Researchers from the MRC Brain Network Dynamics Unit and Oxford University’s Department of Computer Science have set out a new principle to explain how the brain adjusts connections between neurons during learning. This new insight may guide further research on learning in brain networks and may inspire faster and more robust learning algorithms in artificial intelligence.
The essence of learning is to pinpoint which components in the information-processing pipeline are responsible for an error in output. In artificial intelligence, this is achieved by backpropagation: adjusting a model’s parameters to reduce the error in the output. Many researchers believe that the brain employs a similar learning principle.
However, the biological brain is superior to current machine learning systems. For example, we can learn new information by just seeing it once, while artificial systems need to be trained hundreds of times with the same pieces of information to learn them. Furthermore, we can learn new information while maintaining the knowledge we already have, while learning new information in artificial neural networks often interferes with existing knowledge and degrades it rapidly.
These observations motivated the researchers to identify the fundamental principle employed by the brain during learning. They looked at some existing sets of mathematical equations describing changes in the behaviour of neurons and in the synaptic connections between them. They analysed and simulated these information-processing models and found that they employ a fundamentally different learning principle from that used by artificial neural networks.
In artificial neural networks, an external algorithm tries to modify synaptic connections in order to reduce error, whereas the researchers propose that the human brain first settles the activity of neurons into an optimal balanced configuration before adjusting synaptic connections. The researchers posit that this is in fact an efficient feature of the way that human brains learn. This is because it reduces interference by preserving existing knowledge, which in turn speeds up learning.
Writing in Nature Neuroscience, the researchers describe this new learning principle, which they have termed ‘prospective configuration’. They demonstrated in computer simulations that models employing this prospective configuration can learn faster and more effectively than artificial neural networks in tasks that are typically faced by animals and humans in nature.

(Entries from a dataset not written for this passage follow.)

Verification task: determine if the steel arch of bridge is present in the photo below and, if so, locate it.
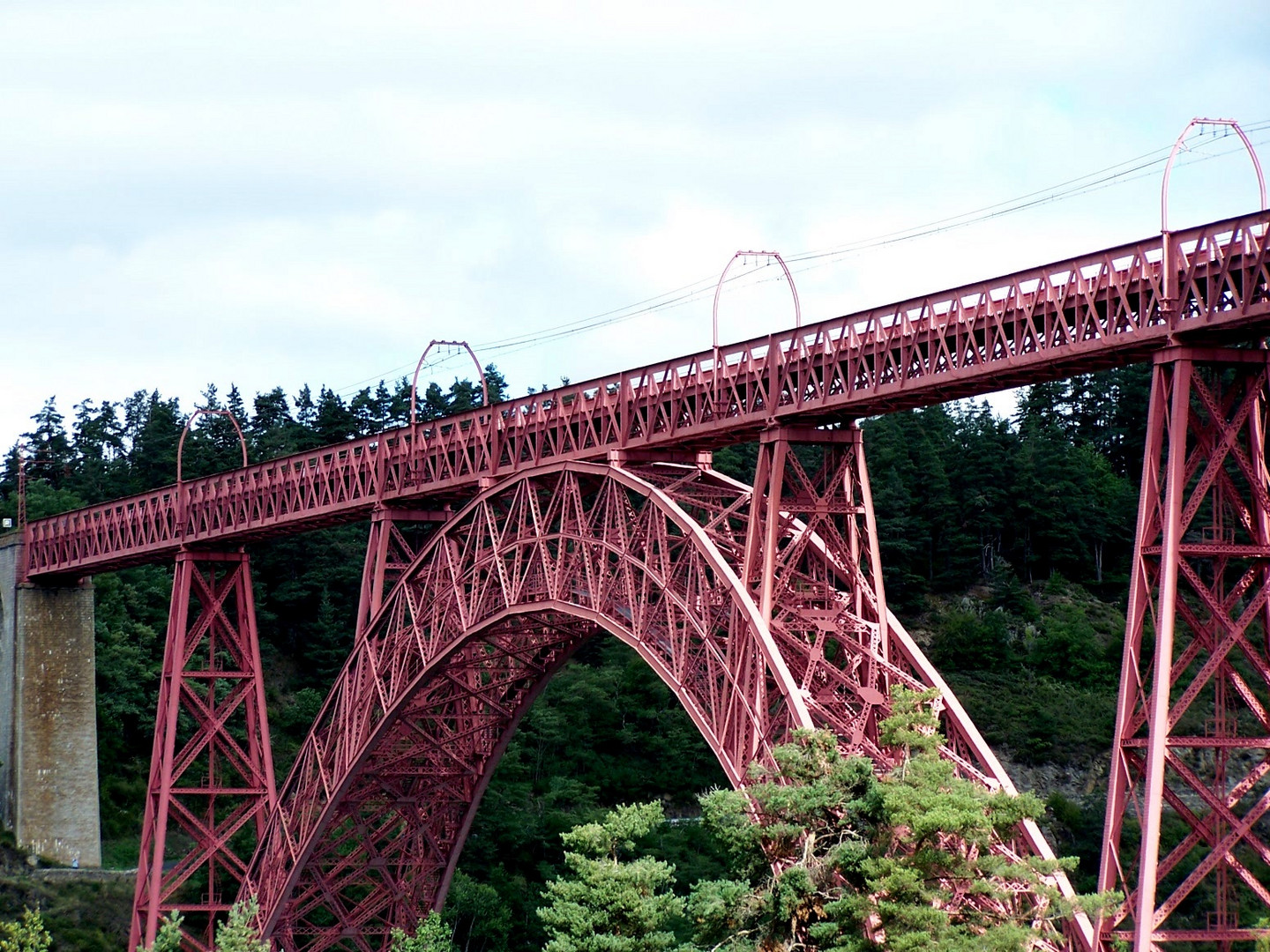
[243,446,1091,952]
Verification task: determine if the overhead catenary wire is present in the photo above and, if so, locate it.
[337,119,1270,396]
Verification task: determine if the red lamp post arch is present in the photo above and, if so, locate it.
[243,446,1087,952]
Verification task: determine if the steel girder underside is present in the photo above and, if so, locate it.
[243,446,1091,952]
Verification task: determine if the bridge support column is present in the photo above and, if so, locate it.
[1099,349,1270,952]
[128,551,277,949]
[355,508,453,640]
[0,533,101,866]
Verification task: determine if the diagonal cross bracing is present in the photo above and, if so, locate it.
[26,212,1270,577]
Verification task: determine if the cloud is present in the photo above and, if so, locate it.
[0,0,1270,445]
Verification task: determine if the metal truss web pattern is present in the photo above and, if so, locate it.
[1100,350,1270,949]
[26,212,1270,577]
[245,446,1090,952]
[128,552,277,952]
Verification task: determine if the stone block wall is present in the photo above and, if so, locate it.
[0,537,101,866]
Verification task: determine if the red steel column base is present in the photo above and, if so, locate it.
[128,551,277,952]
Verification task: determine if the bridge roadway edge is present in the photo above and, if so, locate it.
[0,533,101,867]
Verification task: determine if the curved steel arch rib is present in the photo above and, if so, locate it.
[249,464,811,949]
[243,457,1088,952]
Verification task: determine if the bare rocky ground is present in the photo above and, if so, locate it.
[0,834,136,952]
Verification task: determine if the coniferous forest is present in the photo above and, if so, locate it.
[0,366,1149,952]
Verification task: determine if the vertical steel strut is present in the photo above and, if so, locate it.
[1099,348,1270,952]
[128,551,277,951]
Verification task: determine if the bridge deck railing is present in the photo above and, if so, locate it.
[26,211,1270,577]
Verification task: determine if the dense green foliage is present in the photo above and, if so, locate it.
[389,912,451,952]
[539,690,1120,952]
[539,804,684,952]
[0,909,53,952]
[216,896,269,952]
[138,912,184,952]
[0,368,1147,952]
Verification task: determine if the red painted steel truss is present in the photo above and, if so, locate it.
[128,552,277,952]
[26,212,1270,577]
[245,427,1092,952]
[1100,350,1270,949]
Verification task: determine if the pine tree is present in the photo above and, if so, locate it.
[389,910,453,952]
[0,908,53,952]
[539,804,684,952]
[138,912,183,952]
[690,690,1117,952]
[216,896,269,952]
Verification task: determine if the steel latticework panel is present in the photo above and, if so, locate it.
[1100,350,1270,949]
[238,439,1092,951]
[128,552,277,952]
[28,211,1270,577]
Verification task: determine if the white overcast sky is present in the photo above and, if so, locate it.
[0,0,1270,447]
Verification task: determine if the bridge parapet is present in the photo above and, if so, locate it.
[22,211,1270,577]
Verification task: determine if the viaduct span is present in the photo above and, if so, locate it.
[7,211,1270,949]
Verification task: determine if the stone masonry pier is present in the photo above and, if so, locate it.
[0,533,101,867]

The authors use the real-life example of a bear fishing for salmon. The bear can see the river and it has learnt that if it can also hear the river and smell the salmon it is likely to catch one. But one day, the bear arrives at the river with a damaged ear, so it can’t hear it. In an artificial neural network information processing model, this lack of hearing would also result in a lack of smell (because while learning there is no sound, backpropagation would change multiple connections including those between neurons encoding the river and the salmon) and the bear would conclude that there is no salmon, and go hungry. But in the animal brain, the lack of sound does not interfere with the knowledge that there is still the smell of the salmon, therefore the salmon is still likely to be there for catching.
The researchers developed a mathematical theory showing that letting neurons settle into a prospective configuration reduces interference between information during learning. They demonstrated that prospective configuration explains neural activity and behaviour in multiple learning experiments better than artificial neural networks.

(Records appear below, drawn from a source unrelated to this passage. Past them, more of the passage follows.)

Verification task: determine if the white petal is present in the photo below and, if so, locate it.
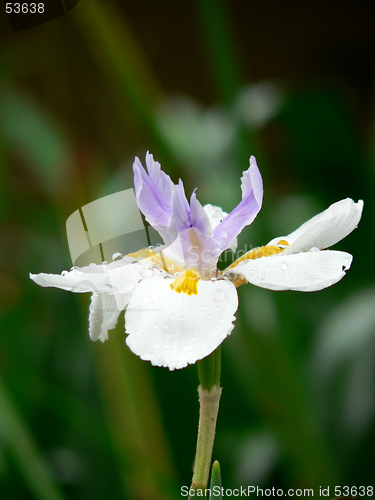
[30,258,155,296]
[232,250,353,292]
[89,293,120,342]
[268,198,363,253]
[125,278,238,370]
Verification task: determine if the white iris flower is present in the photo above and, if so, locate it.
[30,154,363,370]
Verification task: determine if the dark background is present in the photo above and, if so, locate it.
[0,0,375,500]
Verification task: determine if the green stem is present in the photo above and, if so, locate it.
[191,347,222,491]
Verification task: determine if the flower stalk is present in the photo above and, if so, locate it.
[191,346,222,492]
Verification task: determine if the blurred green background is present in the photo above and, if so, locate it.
[0,0,375,500]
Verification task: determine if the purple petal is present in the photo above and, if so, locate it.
[167,179,191,233]
[190,192,213,237]
[133,154,174,226]
[146,152,174,207]
[214,156,263,251]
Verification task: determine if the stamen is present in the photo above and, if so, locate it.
[226,244,288,271]
[224,244,289,288]
[126,248,183,274]
[277,240,289,247]
[170,269,201,295]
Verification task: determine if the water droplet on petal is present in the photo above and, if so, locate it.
[121,281,134,293]
[141,268,152,278]
[181,344,193,352]
[214,288,227,302]
[112,252,123,261]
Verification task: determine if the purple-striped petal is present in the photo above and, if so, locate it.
[190,192,213,237]
[133,154,174,226]
[214,156,263,251]
[168,179,191,233]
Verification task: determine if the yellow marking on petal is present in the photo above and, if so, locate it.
[225,244,289,288]
[126,248,183,274]
[226,245,285,271]
[170,269,201,295]
[278,240,289,247]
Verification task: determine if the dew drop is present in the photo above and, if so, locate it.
[214,288,227,302]
[142,268,152,278]
[121,281,134,293]
[181,344,193,352]
[112,252,123,261]
[163,333,174,340]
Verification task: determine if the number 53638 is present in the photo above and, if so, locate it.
[5,2,44,14]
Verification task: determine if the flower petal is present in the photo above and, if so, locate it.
[89,293,120,342]
[214,156,263,250]
[30,264,112,293]
[268,198,363,253]
[232,250,353,292]
[203,204,238,252]
[190,192,213,238]
[133,153,174,226]
[30,257,158,296]
[125,278,238,370]
[168,179,190,233]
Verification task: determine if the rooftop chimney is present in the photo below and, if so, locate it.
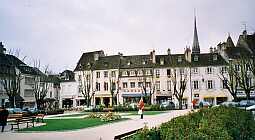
[150,50,156,64]
[210,47,213,53]
[0,42,6,54]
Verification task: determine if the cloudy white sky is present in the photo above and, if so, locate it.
[0,0,255,73]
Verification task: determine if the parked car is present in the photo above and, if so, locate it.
[239,100,255,107]
[160,101,175,109]
[220,101,239,107]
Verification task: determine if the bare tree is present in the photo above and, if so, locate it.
[171,69,188,109]
[219,62,238,101]
[236,56,254,100]
[138,68,155,104]
[32,60,49,110]
[0,50,23,107]
[79,71,94,107]
[0,65,22,108]
[109,74,117,106]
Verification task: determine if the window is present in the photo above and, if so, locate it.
[112,82,116,91]
[97,72,100,78]
[130,82,135,88]
[180,69,184,75]
[78,85,82,93]
[193,68,198,74]
[194,55,198,61]
[137,70,143,76]
[166,69,171,77]
[222,80,228,89]
[112,71,116,77]
[122,71,128,76]
[25,77,35,85]
[122,82,127,88]
[104,71,108,78]
[177,56,182,62]
[235,65,240,71]
[155,81,160,91]
[193,81,199,89]
[207,80,213,89]
[24,89,34,97]
[78,75,81,81]
[160,58,164,65]
[104,82,108,91]
[156,70,160,78]
[50,91,52,98]
[96,82,100,91]
[207,67,212,74]
[167,80,171,91]
[213,54,218,61]
[130,70,135,76]
[138,82,143,88]
[146,70,152,75]
[221,66,227,73]
[145,82,151,88]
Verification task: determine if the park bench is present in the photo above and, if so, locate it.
[8,114,35,130]
[114,128,142,140]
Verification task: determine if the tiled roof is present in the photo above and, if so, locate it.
[75,50,226,70]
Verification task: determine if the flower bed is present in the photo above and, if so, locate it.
[129,107,255,140]
[89,112,121,121]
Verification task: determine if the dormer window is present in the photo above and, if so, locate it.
[177,56,182,62]
[213,54,217,61]
[194,55,198,61]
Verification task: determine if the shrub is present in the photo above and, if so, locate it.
[129,107,255,140]
[88,112,121,121]
[45,109,64,115]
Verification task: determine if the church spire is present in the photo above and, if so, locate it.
[192,15,200,53]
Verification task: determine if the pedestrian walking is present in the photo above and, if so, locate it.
[138,98,144,119]
[0,106,9,132]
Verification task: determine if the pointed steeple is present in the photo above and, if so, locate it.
[192,15,200,54]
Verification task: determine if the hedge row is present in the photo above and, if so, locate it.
[130,107,255,140]
[87,105,174,112]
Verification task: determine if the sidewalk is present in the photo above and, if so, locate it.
[0,110,189,140]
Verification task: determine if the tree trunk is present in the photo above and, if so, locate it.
[9,96,14,108]
[179,99,182,109]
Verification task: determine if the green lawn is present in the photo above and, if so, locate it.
[21,118,127,131]
[54,113,89,118]
[128,111,165,115]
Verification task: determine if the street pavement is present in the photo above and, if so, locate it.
[0,110,190,140]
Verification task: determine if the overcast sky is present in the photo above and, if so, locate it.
[0,0,255,73]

Lead researcher Professor Rafal Bogacz of MRC Brain Network Dynamics Unit and Oxford’s Nuffield Department of Clinical Neurosciences says: ‘There is currently a big gap between abstract models performing prospective configuration, and our detailed knowledge of anatomy of brain networks. Future research by our group aims to bridge the gap between abstract models and real brains, and understand how the algorithm of prospective configuration is implemented in anatomically identified cortical networks.’

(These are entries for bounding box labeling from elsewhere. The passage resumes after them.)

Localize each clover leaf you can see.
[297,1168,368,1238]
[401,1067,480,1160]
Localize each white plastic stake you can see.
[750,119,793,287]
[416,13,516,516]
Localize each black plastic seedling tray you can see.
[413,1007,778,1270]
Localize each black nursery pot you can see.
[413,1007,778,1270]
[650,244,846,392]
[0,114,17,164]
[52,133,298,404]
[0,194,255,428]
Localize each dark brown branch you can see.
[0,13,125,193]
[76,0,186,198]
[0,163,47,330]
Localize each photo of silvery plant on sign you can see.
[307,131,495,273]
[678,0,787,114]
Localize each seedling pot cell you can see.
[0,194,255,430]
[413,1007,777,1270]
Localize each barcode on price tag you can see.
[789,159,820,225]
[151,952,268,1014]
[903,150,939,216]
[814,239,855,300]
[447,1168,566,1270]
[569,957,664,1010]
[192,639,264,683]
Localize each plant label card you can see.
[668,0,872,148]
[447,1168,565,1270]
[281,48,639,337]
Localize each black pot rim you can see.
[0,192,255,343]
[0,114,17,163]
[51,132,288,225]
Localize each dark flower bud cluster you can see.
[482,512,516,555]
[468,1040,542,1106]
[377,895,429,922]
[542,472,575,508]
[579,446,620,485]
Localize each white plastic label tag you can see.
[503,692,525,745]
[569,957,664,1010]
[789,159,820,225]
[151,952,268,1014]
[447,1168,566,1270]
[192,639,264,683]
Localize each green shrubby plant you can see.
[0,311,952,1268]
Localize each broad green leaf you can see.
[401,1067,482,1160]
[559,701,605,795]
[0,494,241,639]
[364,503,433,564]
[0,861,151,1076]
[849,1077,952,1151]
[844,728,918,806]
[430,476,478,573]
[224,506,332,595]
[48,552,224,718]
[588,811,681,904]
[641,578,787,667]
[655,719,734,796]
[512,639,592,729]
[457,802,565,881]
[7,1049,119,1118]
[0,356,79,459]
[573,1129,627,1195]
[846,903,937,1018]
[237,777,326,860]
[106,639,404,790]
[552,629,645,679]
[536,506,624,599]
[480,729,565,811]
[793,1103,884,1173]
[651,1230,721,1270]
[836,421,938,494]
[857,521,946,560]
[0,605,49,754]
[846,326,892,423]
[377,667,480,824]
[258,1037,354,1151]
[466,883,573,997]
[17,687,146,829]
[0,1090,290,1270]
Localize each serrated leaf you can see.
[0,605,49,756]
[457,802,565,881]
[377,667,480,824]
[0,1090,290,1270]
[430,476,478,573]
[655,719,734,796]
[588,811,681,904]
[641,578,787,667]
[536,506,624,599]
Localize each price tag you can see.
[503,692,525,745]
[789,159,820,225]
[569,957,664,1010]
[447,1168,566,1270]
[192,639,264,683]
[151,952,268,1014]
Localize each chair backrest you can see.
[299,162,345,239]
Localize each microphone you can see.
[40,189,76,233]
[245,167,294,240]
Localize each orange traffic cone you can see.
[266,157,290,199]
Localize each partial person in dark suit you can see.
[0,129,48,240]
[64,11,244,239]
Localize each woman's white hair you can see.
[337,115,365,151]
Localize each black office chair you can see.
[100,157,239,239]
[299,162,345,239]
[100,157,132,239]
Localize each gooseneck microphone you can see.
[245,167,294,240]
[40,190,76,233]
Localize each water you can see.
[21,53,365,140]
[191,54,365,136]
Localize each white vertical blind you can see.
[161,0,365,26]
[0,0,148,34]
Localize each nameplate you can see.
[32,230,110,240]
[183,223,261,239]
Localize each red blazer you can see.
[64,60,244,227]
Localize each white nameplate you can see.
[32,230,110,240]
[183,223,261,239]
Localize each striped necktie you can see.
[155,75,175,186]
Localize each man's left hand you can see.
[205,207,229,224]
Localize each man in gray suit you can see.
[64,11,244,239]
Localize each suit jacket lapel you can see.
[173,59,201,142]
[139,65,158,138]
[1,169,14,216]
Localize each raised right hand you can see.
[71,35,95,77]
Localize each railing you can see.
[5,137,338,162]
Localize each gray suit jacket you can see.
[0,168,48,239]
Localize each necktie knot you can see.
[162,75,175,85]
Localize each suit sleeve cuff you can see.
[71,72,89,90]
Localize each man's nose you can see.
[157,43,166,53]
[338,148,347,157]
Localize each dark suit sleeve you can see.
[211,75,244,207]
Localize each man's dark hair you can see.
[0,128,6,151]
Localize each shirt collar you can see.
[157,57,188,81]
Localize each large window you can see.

The first author of the study Dr Yuhang Song adds: ‘In the case of machine learning, the simulation of prospective configuration on existing computers is slow, because they operate in fundamentally different ways from the biological brain. A new type of computer or dedicated brain-inspired hardware needs to be developed, that will be able to implement prospective configuration rapidly and with little energy use.’
The paper, ‘Inferring Neural Activity Before Plasticity: A Foundation for Learning Beyond Backpropagation’, is published in Nature Neuroscience.